Clients supply provider credentials (Anthropic, OpenAI, Google, etc.) on a per-run basis via RunOptions.configurable.aiProviders or per-call via ctx.callAI({provider, ...}). The host resolves the secret, never logs it, never echoes it in events or debug bundles, and applies redaction rules per the secret-leakage threat model. The SR-1 invariant in /security/ is the public test that this redaction holds across every host-tier protocol surface.

Hosts can advertise their BYOK policy modes (disabled / optional / required / restricted) via capabilities.aiProviders so clients can pre-flight check before submitting a run.

Is OpenWOP suitable for non-AI workflows?

Yes. The protocol is structured around durable workflow orchestration; the AI-specific surfaces (provider routing, model capabilities, agent memory, reasoning events) are optional capability gates. A host can implement openwop-core + openwop-interrupts + openwop-stream-sse without ever exposing an AI provider. The terminology leans toward multi-agent execution because that's the dominant use case today, but the wire shape doesn't require it.

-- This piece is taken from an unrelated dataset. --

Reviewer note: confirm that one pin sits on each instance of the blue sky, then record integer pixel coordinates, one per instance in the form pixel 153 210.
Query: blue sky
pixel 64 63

How do I get notified about security advisories?

Watch the openwop/openwop repository on GitHub for releases — that's the canonical channel. Every advisory is published as a tagged release with a ### Security heading in CHANGELOG.md citing the advisory ID, the affected versions, and the migration path. Pre-disclosure embargo follows SECURITY.md §"Disclosure window."

The /changelog/ page on this site mirrors the CHANGELOG.md content. RSS feed and email notification aren't on the roadmap; the GitHub release watch is the supported subscription path.